Les autres sons s'arrêtèrent net. Puis les cliquetis recommencèrent. Plus rapides. Plus forts. Sur un rythme effréné. Accompagnés de frottements secs. Et de bruits de végétation écrasée.

Alors je me sentis ouvrir les yeux et me relever. J'ai un peu le vertige en me le remémorant. Comme si je me dressais plus haute que d'habitude, ou perchée sur un rocher. Et alors je les vis. Une horde de bêtes engloutissant la jungle. Certains restaient encore dressés au-dessus de restes de corps humains, du sang perlant de leur gueule. Une gueule allongée, pleine de crocs, dans le prolongement d'une tête triangulaire d'une cinquantaine de centimètres. Le reste comptait quatre membres fins, comme des immenses pattes de sauterelle, aux contours en dents de scie. Le plus proche se tourna légèrement vers moi. Je sentis ses yeux rouges sans expression pénétrer à l'intérieur de mon âme. J'étais pétrifiée. Puis il se tourna vers la direction opposée. Et se mit à courir en rejoignant le flot de ses congénères. Ils couraient tous. Je ne savais plus quoi faire. J'étais toujours pétrifiée. Puis, d'un bond, je me mis à courir...

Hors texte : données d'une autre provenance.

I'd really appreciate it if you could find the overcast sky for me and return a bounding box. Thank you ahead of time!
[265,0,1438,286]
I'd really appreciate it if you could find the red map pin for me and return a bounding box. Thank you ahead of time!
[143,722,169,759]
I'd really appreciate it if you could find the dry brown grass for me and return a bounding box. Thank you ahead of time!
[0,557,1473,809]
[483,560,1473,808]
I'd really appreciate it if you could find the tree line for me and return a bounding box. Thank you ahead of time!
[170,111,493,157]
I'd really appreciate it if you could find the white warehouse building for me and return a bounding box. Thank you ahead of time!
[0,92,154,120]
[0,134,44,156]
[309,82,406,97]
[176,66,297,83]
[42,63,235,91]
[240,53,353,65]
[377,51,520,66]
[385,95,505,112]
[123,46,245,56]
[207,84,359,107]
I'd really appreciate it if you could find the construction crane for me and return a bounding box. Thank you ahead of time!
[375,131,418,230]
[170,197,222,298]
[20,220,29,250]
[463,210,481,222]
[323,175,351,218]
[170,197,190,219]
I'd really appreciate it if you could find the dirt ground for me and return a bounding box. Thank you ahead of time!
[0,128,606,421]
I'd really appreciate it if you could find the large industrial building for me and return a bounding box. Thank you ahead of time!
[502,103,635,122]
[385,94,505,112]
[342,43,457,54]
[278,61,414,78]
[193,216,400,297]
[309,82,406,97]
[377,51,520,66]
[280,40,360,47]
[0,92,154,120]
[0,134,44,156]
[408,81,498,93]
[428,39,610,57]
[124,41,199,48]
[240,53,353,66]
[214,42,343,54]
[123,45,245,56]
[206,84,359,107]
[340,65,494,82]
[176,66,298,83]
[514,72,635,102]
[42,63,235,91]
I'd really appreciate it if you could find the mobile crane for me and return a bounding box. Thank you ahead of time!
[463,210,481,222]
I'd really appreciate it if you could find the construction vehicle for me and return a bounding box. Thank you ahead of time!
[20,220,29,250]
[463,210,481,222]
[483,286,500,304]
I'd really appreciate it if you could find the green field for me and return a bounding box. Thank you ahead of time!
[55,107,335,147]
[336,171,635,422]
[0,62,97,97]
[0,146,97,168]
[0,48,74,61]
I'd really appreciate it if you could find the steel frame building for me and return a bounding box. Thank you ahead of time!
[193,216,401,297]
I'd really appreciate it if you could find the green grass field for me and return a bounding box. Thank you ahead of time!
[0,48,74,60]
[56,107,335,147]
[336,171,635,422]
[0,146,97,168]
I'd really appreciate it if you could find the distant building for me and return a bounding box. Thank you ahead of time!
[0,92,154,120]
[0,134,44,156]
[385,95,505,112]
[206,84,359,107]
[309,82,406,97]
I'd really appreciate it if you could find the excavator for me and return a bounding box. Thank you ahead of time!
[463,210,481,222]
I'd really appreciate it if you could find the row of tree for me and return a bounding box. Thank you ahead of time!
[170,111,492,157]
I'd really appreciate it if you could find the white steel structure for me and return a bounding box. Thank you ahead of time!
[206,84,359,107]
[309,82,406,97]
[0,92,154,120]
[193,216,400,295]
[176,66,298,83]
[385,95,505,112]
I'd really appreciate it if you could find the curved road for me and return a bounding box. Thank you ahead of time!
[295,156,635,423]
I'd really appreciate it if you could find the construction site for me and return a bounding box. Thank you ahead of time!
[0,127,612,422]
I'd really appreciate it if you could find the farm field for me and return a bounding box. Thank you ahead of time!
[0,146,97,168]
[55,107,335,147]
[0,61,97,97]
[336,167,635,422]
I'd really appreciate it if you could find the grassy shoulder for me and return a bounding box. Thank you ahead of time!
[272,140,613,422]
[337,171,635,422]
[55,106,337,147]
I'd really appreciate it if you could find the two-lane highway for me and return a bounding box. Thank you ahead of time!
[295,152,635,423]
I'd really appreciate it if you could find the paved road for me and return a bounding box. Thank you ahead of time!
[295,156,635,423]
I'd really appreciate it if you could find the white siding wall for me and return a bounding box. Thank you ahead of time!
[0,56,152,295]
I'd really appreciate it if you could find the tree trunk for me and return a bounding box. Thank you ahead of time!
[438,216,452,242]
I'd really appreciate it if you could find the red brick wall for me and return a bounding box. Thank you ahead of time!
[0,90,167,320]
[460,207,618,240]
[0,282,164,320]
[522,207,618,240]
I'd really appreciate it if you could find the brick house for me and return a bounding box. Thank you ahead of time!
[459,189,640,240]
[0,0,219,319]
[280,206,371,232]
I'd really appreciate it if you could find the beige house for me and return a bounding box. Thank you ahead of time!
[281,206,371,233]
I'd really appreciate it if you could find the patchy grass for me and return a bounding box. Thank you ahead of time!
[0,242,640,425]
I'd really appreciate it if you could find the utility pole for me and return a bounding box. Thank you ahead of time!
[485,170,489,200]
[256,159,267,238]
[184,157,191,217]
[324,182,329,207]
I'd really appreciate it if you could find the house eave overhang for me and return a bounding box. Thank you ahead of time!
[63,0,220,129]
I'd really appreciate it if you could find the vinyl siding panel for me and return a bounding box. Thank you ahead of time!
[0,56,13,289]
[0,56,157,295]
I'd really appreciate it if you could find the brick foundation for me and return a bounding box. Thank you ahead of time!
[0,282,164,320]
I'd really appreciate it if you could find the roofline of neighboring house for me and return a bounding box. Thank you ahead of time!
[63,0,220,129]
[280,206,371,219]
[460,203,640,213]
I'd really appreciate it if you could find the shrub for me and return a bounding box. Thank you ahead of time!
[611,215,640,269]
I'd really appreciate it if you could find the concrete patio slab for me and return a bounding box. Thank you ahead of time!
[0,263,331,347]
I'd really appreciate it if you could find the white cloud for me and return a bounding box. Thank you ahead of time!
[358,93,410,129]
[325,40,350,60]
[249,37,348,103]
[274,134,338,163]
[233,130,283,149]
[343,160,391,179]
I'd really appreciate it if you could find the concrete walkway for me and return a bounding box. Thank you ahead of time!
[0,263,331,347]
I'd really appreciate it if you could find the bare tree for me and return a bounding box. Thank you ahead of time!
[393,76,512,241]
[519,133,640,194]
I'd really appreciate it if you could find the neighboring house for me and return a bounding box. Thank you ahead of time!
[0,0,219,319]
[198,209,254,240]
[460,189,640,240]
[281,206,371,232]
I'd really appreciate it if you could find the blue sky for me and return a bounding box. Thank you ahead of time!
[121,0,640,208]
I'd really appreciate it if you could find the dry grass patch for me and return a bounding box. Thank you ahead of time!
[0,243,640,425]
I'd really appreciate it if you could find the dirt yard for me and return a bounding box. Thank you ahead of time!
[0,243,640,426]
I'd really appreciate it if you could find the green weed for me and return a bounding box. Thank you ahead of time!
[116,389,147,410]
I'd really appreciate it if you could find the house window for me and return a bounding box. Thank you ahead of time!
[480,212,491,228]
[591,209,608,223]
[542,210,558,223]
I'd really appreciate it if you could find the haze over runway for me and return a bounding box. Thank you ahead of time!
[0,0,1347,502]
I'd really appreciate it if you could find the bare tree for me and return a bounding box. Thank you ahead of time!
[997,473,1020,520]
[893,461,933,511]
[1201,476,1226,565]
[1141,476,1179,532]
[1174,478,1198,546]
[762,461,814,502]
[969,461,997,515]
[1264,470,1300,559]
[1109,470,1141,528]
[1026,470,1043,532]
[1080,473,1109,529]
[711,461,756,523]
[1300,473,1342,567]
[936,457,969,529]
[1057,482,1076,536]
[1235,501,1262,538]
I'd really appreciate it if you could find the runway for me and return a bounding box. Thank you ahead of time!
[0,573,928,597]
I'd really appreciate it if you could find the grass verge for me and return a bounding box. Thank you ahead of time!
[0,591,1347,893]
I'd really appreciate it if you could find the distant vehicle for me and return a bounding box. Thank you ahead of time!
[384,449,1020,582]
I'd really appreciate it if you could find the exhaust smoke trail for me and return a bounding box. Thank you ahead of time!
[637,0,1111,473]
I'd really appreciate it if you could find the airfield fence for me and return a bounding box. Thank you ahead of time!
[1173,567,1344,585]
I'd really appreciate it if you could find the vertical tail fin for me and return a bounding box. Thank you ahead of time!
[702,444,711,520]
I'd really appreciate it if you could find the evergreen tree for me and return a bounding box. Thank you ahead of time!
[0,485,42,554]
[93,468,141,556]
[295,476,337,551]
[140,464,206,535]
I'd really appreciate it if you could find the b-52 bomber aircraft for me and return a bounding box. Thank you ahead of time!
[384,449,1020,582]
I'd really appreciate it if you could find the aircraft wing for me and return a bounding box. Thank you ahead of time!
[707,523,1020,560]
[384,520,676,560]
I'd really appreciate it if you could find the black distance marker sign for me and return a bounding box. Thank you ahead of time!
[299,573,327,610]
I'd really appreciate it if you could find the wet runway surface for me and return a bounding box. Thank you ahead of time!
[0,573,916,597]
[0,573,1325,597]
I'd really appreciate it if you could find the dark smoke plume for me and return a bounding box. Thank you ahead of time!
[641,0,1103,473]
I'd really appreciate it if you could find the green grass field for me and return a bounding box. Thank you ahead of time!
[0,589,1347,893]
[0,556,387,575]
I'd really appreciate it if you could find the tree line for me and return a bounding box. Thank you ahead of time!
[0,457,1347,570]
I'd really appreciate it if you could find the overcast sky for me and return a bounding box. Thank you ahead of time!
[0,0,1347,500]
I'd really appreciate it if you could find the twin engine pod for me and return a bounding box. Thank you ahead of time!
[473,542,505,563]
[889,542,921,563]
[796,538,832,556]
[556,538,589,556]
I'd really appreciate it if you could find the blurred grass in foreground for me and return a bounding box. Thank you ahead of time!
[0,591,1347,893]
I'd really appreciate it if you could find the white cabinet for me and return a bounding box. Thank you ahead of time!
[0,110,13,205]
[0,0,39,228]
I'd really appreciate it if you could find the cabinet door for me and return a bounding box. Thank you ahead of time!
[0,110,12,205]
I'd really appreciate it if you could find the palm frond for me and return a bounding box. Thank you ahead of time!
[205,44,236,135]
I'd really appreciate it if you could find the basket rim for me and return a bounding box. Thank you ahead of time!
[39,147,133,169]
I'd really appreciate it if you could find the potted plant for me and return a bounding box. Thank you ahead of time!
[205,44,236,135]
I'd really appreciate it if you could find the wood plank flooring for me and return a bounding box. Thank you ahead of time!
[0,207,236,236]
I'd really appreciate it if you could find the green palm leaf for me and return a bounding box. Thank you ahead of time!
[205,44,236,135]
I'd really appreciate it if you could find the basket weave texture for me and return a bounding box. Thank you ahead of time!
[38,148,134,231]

Ce rêve n'était pas long. Et je m'en souviens parfaitement. Argh ! Mon mal de crâne revient. Qu'est-ce que c'est que ce truc ? Ces salauds ont-ils découvert des ondes électromagnétiques qui bousillent le cerveau humain à distance ? Juste par message radio ? Comme une arme biochimique des temps modernes ? Non, c'est autre chose. Je suis la seule à être infectée...

Ça doit être la fatigue. J'ai mis plus de six heures à m'endormir. Le stress, la fatigue, et le contre-coup. J'en reviens encore pas. Harry, Philippe, et les autres... Je vous le promets les gars. Je les ferai payer, ces salauds ! Je soupire... Je ne pourrai même pas avoir le plaisir de les venger. Ces salopards de kamikazes se sont eux-mêmes fait sauter.